Sin da piccolo aveva covato un enorme interesse per il violino, insegnatoli da
suo padre quando ancora era figlio unico, all’età di cinque anni. I piacevoli
pomeriggi, sul calar del tramonto, quando ormai i fratelli erano stanchi delle
giornate passate all’aperto a giocare e si riposavano nel salone, passati a
suonare insieme a suo padre erano i ricordi migliori della sua infanzia. Come
anche le accese e mai noiose discussioni sulla letteratura. In particolare
piaceva loro commentare le elegie di Tibullo e i carmi di Catullo, o i sonetti
amorosi di Dante. Alla Commedia avevano dedicato lunghe giornate, passate a
decidere quale peccato il sommo poeta Fiorentino era riuscito a rendere nel
miglior modo, e quale meno. L’Inferno era la loro cantica preferita. Quando
morì, però, il giovane apparentemente sembrava non aver accusato troppo
tristemente il colpo. Era pronto alla sua morte, e ormai aveva assunto quell’atteggiamento
da Pater Familias, che sempre gli era stato particolarmente congenito, e che
ora poteva esserlo a pieno diritto. Ora le serate passate a suonare si erano
ridotte notevolmente, dovendo badare a molte più problematiche, diversi
carteggi, terreni da vendere e da comprare, l’economia famigliare, la corte. A
Versailles, in particolare, era faticosa la vita per lui. Abituato a
disserzioni acculturate, doveva subire le chiacchiere futili di ragazzine, o,
peggio, di donne inutili, che lo circondavano affascinate dal suo aspetto
particolare: un fisico asciutto, ma non parvo di una certa muscolatura ben
delineata, i capelli neri corvini raccolti in una coda semi lunga, gli occhi
di un azzurro intenso, gli zigomi marcati e le labbra rosse e sottili gli
rendevano la vita difficile. Quelle donne, abituate ad altri giovinetti senza
cervello tutti presi dal porre in risalto il proprio fisico, sfociando in una
certa volgarità di espressione e portamento, erano come magicamente
catalizzate da lui, che a stento sperava di poter riprendere la strada per
casa ancora vivo, ogni volta che varcava i cancelli della splendida corte.
Fortunatamente il padre non si era mai impegnato politicamente, e, nemmeno lui
volendo farlo, quello era un problema in meno.
Quel giorno Jean-François doveva recarsi a corte non per
qualche stupido balletto, che odiava, ma per una cerimonia particolarmente
importante, la cerimonia dei “ringraziamenti” del nuovo anno che la regina e
il re erano soliti effettuare a tutte le famiglie nobili gradite.

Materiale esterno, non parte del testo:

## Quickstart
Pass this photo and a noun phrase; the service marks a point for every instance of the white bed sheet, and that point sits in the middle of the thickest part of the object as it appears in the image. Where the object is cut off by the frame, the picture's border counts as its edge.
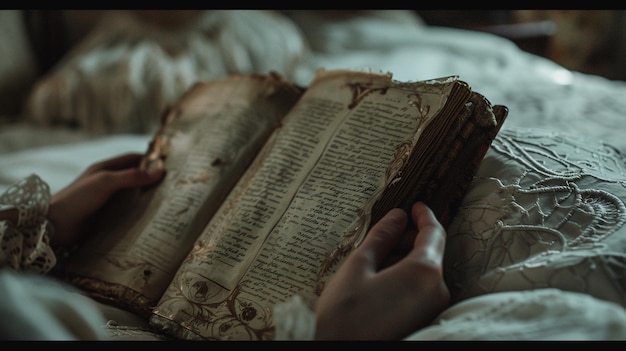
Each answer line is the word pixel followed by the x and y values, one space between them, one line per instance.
pixel 539 93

I Polignac
erano sempre stati visti bene, in quanto famiglia tranquilla e appartata, che
non aveva mai tentato di porre il becco negli affari del Re, e ciò era cosa
buona. Non ne aveva comunque voglia e quella mattina aveva pregato iddio di
mandare qualche inconveniente per evitargli la noiosa cerminoia che, per due
secondi di saluto, durava così tanto perché le famiglie nobili erano davvero
molte, e lui sarebbe satato chiamato alla lettera P. Scosse pesantemente la
testa, ancora in preda di una certa sonnolenza, quando sentì nitrire i cavalli
e la carrozza fermarsi di botto.
Due giovani litigiosi si erano trascinati fino in mezzo alla
strada ed avevano rischiato di farsi travolgere dalla carrozza, uno di essi si
era gettato a terra per evitare i cavalli, ma aveva battuto la testa ed era
svenuto, l’altro era invece fuggito a gambe levate. Una folla si era formata,
come era solito in eventi del genere succedere a Parigi, attorno al giovane.
Jean-François, che non aveva paura del popolo, scese dalla carrozza, senza
ascoltare i consigli del cocchiere, e si avvicinò.
<<Scusatemi… permesso…>> mormorava con voce sommessa per farsi
largo e quando finalmente potè raggiungere la sua meta rimase pietrificato.
Steso a terra stava un qualcosa di indescrivibilmente bello. I capelli castani
chiari, non lunghi, ma nemmeno corti, gli circondavano il volto e la testa
come un’aureola che brillava ai raggi del sole, le labbra carnose erano
socchiuse, le sopracciglia lunghe e sottili e il corpo ugualmente magro.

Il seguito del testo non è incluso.